Mindfulness is not just about some new age sense of well-being it is also about stepping back from mindlessness. About getting clear about what is happening in our lives right now, and what to do about it. This moment is the only chance we get to do something, everything else is mindless dreaming.

The challenge of saying what you think

I have never underestimated the challenge of saying what you think in writing, in public that social media presents. This challenge has been the focus of much of my work. How does someone representing BP, or The UN, “find their voice” and speak to the rest of us in a way that we can relate to and respond to? Can they? Is it inevitable that they resort to bland marketing corporate speak that fills our networks with more signal than noise?

And what about inside work? Is it unreasonable to expect people who are nervous about what their boss or peers might think to open up and share their thoughts and insights about what they do without protecting themselves by hiding behind the usual veneer of management bollocks.

And what about us, here, now. Not at work, representing no one but ourselves. Why does it feel so scary to so many to engage, to post more than holiday snaps, to respond in comment threads, to question what we see?

I understand. I feel scared. I feel exposed when I write these posts. I risk disagreement, disapproval, scorn or just being ignored. But it’s worth it. It’s worth it for what I learn about me, about the people who respond, about the world around us, and how we might get better at living in it.

The same rewards are there for those brave enough to find their voice at work or representing their work to others. After all these years, I still think it is worth trying. If anything the need gets greater by the day.

On punching Nazis

In a recent post I shared a cartoon based on Karl Popper’s paradox that intolerance needs stood up to, that you need to be intolerant of intolerance. There is an image of someone kicking Hitler in the cartoon. This has caused some of my friends to question the use of force. I share their concern. I worry about polarisation, I worry about vigilantism. I worry about righteous indignation being an excuse for fighting fire with fire.

But I have also visited Auschwitz. I have seen what happens “when good men remain silent”. I have seen what happens when bullying and intimidation become political instruments. I know that there comes a point when it seems that you need to use force to resist.

But then I also know what Ghandi achieved in India with passive resistance. I know that once you have resorted to force you have lost, you become as bad as them.

What to do, what to do... ?

Not giving up on people

There are people I know who hold racist and sexist views. I have tried discussing with them, arguing with them, expressing everything from frustration to disgust at their worst extremes, and in the end I sometimes have to walk away from them.

But I go back. I can’t give up. I have to find a way to reach out, to not judge, to feel compassion for whatever deep seated fear or hurt has led them to feel so angry about other people.

When my daughters and I are trying to understand violence in the news, or grappling with what motivates some Neanderthal who has grunted at them in the street, I often say “Try to imagine what it is like to go around with a head that thinks that such behaviour is ok, to be so unhappy and dysfunctional that you project vile nastiness onto the rest of the world and don’t even realise that you are doing it.”

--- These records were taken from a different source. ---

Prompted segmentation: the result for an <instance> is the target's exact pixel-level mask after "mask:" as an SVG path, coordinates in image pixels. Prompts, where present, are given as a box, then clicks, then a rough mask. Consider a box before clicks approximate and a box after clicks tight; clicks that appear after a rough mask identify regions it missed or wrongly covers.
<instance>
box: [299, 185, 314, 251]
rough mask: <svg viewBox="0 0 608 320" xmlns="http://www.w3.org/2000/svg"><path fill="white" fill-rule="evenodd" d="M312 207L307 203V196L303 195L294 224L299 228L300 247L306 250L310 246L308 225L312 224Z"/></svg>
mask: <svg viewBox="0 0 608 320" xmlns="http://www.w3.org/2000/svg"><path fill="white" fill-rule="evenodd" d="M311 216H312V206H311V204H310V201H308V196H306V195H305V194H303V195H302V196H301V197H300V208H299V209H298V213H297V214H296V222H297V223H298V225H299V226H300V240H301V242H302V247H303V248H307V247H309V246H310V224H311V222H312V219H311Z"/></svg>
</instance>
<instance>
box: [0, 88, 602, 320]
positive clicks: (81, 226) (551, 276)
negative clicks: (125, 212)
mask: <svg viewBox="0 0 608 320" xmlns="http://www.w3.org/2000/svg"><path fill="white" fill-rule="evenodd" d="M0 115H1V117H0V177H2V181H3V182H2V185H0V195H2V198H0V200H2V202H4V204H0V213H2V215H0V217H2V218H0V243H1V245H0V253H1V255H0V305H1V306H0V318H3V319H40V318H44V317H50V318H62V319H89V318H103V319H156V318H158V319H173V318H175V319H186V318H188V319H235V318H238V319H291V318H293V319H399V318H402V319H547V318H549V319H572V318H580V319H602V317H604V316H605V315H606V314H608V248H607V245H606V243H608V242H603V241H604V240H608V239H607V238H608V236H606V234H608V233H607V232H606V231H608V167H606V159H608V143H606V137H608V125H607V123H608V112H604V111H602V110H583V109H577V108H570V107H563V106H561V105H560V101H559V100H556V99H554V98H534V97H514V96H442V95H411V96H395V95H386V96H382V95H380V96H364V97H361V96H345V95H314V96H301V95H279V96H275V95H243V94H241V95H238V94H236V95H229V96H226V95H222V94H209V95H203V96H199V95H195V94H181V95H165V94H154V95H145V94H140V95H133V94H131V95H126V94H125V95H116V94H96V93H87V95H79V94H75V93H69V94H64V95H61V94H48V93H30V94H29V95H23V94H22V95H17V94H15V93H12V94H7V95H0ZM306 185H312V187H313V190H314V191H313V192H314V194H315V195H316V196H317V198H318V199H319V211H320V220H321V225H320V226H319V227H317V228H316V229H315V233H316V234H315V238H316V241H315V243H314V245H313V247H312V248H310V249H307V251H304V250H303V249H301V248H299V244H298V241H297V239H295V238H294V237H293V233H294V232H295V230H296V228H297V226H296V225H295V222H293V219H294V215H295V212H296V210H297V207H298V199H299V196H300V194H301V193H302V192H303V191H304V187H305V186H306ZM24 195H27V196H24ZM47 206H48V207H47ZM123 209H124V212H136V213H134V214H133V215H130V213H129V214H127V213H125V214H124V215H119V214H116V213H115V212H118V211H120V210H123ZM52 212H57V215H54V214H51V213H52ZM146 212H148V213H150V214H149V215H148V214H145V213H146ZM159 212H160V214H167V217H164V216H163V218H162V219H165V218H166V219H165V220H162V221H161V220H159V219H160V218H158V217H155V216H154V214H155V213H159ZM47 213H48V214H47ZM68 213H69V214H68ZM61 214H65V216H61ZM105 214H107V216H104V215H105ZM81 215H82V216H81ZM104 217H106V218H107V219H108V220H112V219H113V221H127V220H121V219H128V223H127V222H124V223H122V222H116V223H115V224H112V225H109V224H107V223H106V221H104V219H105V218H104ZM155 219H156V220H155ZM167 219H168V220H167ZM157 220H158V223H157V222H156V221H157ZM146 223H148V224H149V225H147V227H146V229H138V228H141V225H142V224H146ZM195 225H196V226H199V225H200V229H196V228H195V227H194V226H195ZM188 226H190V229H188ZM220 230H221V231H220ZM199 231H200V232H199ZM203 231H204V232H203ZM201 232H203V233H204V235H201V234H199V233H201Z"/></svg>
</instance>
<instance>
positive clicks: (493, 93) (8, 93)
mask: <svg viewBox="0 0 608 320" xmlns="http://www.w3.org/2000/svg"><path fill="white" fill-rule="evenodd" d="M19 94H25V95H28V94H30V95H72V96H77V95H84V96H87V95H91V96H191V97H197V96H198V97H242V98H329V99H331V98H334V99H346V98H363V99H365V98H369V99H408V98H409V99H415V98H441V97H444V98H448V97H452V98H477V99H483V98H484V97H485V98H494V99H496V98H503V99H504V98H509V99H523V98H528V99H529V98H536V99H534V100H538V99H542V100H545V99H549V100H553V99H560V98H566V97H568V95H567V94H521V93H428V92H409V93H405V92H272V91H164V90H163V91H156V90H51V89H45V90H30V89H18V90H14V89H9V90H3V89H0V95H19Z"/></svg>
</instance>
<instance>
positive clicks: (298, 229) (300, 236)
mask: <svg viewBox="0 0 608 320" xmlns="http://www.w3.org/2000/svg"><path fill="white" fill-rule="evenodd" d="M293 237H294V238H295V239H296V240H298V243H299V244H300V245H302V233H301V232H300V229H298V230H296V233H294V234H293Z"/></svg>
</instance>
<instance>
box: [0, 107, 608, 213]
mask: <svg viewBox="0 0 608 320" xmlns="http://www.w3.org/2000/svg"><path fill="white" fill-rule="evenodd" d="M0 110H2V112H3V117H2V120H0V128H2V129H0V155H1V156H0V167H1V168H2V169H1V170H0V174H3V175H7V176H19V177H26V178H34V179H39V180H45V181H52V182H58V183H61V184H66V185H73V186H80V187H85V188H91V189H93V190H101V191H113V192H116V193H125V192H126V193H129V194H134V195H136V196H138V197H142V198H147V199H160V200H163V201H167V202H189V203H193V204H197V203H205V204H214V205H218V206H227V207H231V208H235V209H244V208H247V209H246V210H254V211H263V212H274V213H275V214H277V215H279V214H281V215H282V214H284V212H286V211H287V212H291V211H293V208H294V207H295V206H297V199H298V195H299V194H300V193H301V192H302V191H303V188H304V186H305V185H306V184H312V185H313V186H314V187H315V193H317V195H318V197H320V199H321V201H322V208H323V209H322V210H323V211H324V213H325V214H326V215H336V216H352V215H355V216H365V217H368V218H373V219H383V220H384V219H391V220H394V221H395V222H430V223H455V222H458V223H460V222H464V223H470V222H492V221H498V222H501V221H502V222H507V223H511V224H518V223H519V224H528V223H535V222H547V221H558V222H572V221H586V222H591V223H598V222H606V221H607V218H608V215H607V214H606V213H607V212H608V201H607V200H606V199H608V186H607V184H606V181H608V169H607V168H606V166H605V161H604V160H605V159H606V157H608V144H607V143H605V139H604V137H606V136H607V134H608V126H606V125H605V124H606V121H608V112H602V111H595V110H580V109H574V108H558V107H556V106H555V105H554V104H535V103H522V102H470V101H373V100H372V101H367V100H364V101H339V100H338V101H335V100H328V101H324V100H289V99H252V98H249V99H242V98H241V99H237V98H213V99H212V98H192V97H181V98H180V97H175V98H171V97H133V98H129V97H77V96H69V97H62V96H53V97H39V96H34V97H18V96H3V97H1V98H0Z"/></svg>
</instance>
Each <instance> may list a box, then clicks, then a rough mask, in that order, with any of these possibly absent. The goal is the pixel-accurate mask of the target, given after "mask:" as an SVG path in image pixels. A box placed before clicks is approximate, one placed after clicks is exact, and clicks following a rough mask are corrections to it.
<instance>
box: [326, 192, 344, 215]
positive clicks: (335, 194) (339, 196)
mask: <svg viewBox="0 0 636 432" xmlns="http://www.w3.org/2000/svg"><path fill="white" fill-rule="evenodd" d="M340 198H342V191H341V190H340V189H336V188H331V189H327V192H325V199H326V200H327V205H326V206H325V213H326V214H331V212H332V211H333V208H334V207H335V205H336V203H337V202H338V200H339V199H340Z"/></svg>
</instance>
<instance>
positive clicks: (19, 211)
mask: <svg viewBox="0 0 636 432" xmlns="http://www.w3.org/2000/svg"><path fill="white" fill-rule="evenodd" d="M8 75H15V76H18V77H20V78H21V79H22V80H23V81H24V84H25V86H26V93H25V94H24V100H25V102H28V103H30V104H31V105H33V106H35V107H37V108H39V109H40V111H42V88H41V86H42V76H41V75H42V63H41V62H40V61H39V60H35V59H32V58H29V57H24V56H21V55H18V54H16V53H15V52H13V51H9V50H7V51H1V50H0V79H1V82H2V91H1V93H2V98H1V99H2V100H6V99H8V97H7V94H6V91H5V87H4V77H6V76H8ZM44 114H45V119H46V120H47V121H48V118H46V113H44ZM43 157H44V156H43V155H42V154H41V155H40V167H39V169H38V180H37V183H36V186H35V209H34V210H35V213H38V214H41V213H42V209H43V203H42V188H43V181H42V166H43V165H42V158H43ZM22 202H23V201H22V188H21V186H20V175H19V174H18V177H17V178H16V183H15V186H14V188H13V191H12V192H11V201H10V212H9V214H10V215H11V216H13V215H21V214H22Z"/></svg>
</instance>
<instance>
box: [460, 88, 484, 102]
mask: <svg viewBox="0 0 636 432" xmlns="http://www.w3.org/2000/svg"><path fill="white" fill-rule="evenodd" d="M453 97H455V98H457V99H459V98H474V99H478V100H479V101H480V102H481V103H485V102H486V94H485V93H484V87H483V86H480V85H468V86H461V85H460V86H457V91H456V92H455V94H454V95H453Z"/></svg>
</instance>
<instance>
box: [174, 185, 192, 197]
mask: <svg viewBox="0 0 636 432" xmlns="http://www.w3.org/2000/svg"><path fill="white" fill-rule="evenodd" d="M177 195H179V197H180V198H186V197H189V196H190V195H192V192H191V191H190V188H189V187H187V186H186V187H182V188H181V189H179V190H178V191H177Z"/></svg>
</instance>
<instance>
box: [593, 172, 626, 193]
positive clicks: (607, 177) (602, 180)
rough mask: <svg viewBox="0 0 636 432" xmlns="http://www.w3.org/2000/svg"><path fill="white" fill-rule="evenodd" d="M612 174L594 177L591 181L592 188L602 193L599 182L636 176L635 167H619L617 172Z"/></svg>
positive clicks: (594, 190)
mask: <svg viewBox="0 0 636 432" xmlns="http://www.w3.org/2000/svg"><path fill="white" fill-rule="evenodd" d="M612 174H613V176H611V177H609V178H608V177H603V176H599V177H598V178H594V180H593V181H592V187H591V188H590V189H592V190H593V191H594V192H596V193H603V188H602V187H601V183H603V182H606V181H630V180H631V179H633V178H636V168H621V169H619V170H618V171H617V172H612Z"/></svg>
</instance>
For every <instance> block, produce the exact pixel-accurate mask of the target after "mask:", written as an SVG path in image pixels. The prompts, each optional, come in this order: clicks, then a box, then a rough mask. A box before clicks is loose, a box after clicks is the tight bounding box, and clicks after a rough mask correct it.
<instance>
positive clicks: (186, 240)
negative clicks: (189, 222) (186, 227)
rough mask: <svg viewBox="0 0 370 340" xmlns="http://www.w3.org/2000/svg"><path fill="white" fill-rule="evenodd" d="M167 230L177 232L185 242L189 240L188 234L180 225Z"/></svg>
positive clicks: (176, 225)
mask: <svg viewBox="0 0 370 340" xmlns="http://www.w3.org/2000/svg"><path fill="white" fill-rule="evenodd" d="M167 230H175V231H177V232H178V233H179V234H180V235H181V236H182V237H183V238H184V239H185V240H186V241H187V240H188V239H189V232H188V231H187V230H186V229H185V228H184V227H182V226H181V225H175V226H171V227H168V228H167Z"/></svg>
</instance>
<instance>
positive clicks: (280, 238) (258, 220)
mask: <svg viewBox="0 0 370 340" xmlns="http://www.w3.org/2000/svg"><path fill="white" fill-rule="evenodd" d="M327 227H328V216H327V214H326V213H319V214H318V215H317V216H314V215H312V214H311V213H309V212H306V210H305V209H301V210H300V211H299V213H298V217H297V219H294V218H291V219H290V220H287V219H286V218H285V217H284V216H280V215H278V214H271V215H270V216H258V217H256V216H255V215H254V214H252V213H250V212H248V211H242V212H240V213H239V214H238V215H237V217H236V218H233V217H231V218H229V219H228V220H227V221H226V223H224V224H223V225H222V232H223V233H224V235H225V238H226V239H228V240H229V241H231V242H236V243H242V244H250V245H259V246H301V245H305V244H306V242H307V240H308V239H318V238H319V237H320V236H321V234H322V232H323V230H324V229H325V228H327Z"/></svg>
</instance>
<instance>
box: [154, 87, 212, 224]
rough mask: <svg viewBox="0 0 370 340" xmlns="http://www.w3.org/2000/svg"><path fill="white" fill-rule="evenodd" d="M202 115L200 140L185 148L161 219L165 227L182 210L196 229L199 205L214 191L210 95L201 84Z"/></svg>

I don’t believe that people are born sexist or racist. They become that way because of the things that happen to them, the ways they see others around them behaving, and, perhaps most importantly, because they are not challenged and held to account for their views early enough while they are still forming.

Holding them to account means making them face up to the consequences of their actions. It means standing up to them face to face or ultimately invoking policy or the law to protect the vulnerable from their poison.

But if we want to prevent them acting the same way again, or being seen as a martyr or role model by others, we have to get close to them. Closer than we would probably like. Giving up on them is giving up on ourselves.

So, would I punch a Nazi? You bet if I saw them threatening someone else. But I might want to buy them a coffee afterwards.